While writing PDF file to HTML file format using the code below...
import java.io.BufferedWriter;
import java.io.File;
import java.io.FileWriter;
import java.io.IOException;
import java.io.PrintWriter;
import java.io.Writer;
import javax.xml.parsers.ParserConfigurationException;
import org.apache.pdfbox.pdmodel.PDDocument;
import org.apache.pdfbox.pdmodel.encryption.InvalidPasswordException;
import org.fit.pdfdom.PDFDomTree;
import org.fit.pdfdom.PDFDomTreeConfig;
import org.fit.pdfdom.resource.HtmlResourceHandler;
import org.fit.pdfdom.resource.SaveResourceToDirHandler;
public class PdfToHtmlConverter {
public String pdfToHtmlFileWriter(File file, String outputFilePath, String outputFileName) throws InvalidPasswordException, IOException, ParserConfigurationException {
// load the PDF file using PDFBox
PDDocument pdf = PDDocument.load(file);
PDFDomTreeConfig config = PDFDomTreeConfig.createDefaultConfig();
HtmlResourceHandler fontHandler = new SaveResourceToDirHandler();
config.setFontHandler(fontHandler);
HtmlResourceHandler imageHandler = new SaveResourceToDirHandler();
config.setImageHandler(imageHandler);
// create the DOM parser
PDFDomTree parser = new PDFDomTree();
// parse the file and get the DOM Document
String outputFile = outputFilePath + File.separator + outputFileName + ".html";
try (Writer woutput = new PrintWriter(new BufferedWriter(new FileWriter(outputFile)))) {
parser.writeText(pdf, woutput);
} catch(Exception e) {
e.printStackTrace();
}
pdf.close();
return outputFile;
}
}
And the build.gradle file has following dependency list...
dependencies {
compile fileTree(dir: 'lib', include: ['*.jar'])

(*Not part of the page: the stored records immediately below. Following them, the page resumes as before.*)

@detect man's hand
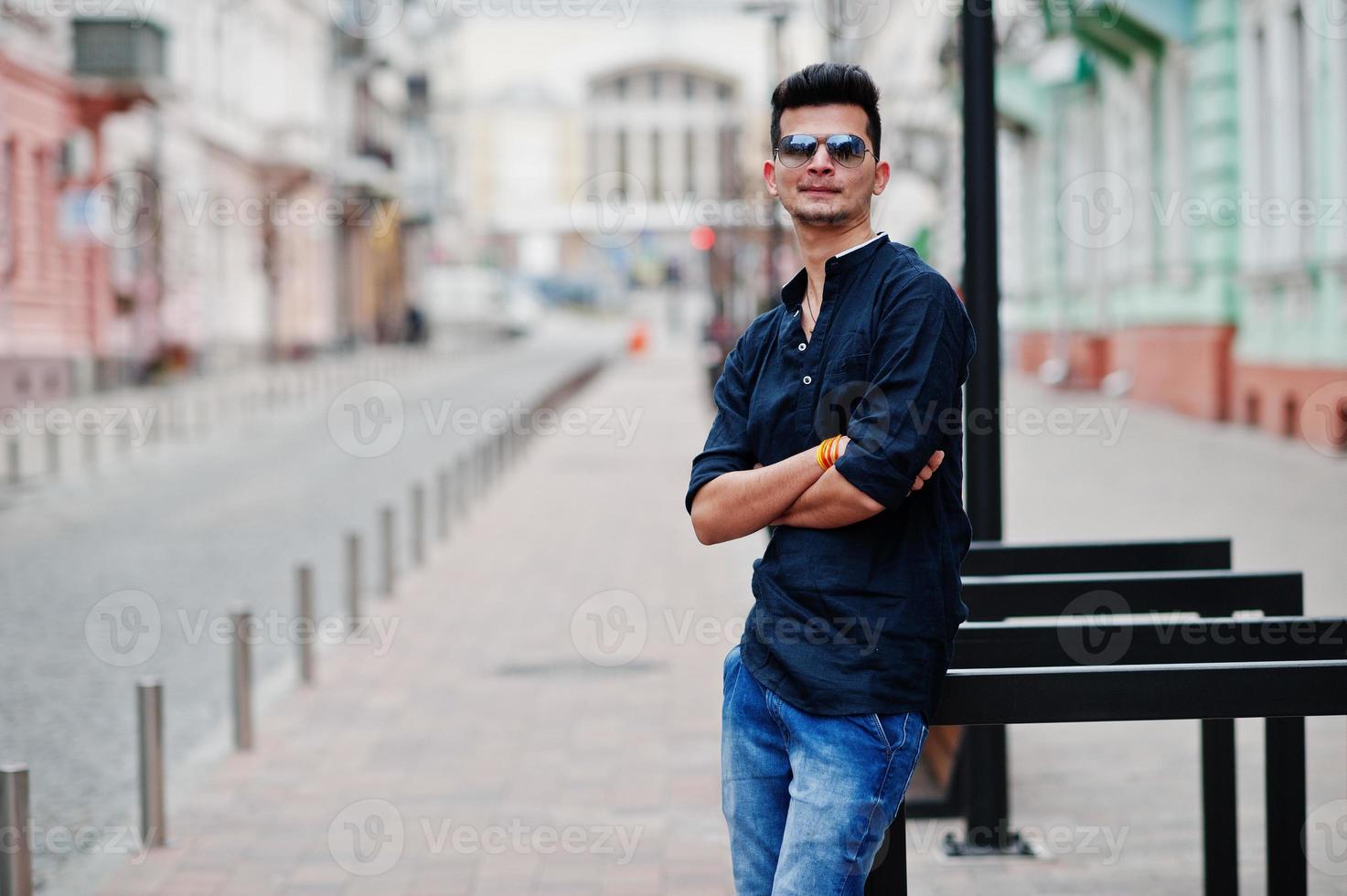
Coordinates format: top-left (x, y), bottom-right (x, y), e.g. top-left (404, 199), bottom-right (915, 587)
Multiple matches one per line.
top-left (753, 444), bottom-right (945, 492)
top-left (912, 449), bottom-right (945, 492)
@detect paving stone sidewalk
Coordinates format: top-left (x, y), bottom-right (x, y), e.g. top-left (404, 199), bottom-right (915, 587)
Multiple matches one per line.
top-left (89, 336), bottom-right (1347, 896)
top-left (100, 342), bottom-right (761, 896)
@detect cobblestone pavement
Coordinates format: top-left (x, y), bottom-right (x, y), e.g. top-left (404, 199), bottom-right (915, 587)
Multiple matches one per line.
top-left (84, 334), bottom-right (1347, 896)
top-left (0, 312), bottom-right (623, 881)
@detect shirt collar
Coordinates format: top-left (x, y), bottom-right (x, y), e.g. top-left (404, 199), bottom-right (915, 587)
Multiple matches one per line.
top-left (781, 230), bottom-right (889, 313)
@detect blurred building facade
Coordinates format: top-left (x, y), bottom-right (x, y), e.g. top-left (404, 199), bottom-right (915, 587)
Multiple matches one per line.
top-left (433, 0), bottom-right (827, 331)
top-left (0, 0), bottom-right (444, 406)
top-left (861, 0), bottom-right (1347, 450)
top-left (997, 0), bottom-right (1347, 446)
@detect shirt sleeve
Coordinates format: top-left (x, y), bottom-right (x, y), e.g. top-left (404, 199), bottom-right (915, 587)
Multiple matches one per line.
top-left (834, 272), bottom-right (974, 509)
top-left (684, 334), bottom-right (755, 515)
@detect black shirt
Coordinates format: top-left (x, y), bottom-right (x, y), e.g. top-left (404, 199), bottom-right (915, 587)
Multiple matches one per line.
top-left (686, 233), bottom-right (977, 720)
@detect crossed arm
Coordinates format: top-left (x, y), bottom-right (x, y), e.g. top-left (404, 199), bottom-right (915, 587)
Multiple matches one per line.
top-left (692, 435), bottom-right (945, 544)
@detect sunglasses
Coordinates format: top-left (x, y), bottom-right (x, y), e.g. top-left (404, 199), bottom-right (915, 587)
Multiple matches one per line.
top-left (772, 133), bottom-right (878, 168)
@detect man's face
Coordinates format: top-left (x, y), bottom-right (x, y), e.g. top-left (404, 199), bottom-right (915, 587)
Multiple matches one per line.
top-left (763, 105), bottom-right (889, 227)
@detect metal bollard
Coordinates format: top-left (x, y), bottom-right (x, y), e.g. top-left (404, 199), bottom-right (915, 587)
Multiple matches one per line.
top-left (347, 532), bottom-right (359, 631)
top-left (4, 435), bottom-right (23, 485)
top-left (230, 611), bottom-right (253, 751)
top-left (435, 467), bottom-right (449, 541)
top-left (411, 483), bottom-right (425, 567)
top-left (136, 677), bottom-right (168, 848)
top-left (0, 763), bottom-right (32, 896)
top-left (379, 506), bottom-right (398, 597)
top-left (454, 454), bottom-right (473, 515)
top-left (148, 400), bottom-right (165, 442)
top-left (42, 426), bottom-right (60, 478)
top-left (83, 430), bottom-right (99, 470)
top-left (295, 563), bottom-right (318, 685)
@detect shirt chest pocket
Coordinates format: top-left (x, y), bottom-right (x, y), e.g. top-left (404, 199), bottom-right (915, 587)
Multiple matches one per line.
top-left (814, 352), bottom-right (873, 438)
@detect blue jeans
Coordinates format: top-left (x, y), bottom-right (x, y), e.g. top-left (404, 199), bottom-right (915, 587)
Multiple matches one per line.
top-left (721, 644), bottom-right (928, 896)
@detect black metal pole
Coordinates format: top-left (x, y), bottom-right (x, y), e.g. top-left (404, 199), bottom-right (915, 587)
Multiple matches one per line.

compile group: 'org.apache.pdfbox', name: 'pdfbox', version: '2.0.6'
compile group: 'org.apache.pdfbox', name: 'pdfbox-tools', version: '2.0.6'
compile group: 'org.apache.logging.log4j', name: 'log4j', version: '2.11.0'
compile group: 'org.apache.logging.log4j', name: 'log4j-api', version: '2.6.1'
compile group: 'org.apache.logging.log4j', name: 'log4j-core', version: '2.6.1'
compile group: 'javax.mail', name: 'mail', version: '1.4.1'
compile group: 'org.bouncycastle', name: 'bcmail-jdk15', version: '1.46'
compile group: 'org.bouncycastle', name: 'bcprov-jdk15on', version: '1.47'
compile group: 'net.sf.ehcache', name: 'ehcache-core', version: '2.4.6'
compile group: 'com.google.guava', name: 'guava', version: '11.0.2'
compile group: 'redis.clients', name: 'jedis', version: '2.9.0'
compile group: 'org.apache.poi', name: 'poi-ooxml', version: '3.17'
compile group: 'org.apache.poi', name: 'poi', version: '3.17'
compile group: 'net.sf.cssbox', name: 'pdf2dom', version: '1.7'
compile group: 'com.levigo.jbig2', name: 'levigo-jbig2-imageio', version: '1.6.5'
compile 'com.google.code.gson:gson:2.8.2'
compile 'org.json:json:20180130'
}
Aw Snap! Got the following message from JDK...
[org.glassfish.jersey.server.ContainerException: java.util.ServiceConfigurationError: com.levigo.jbig2.util.log.LoggerBridge: Provider com.levigo.jbig2.util.log.JDKLoggerBridge not a subtype] with root cause
java.util.ServiceConfigurationError: com.levigo.jbig2.util.log.LoggerBridge: Provider com.levigo.jbig2.util.log.JDKLoggerBridge not a subtype
at java.util.ServiceLoader.fail(Unknown Source)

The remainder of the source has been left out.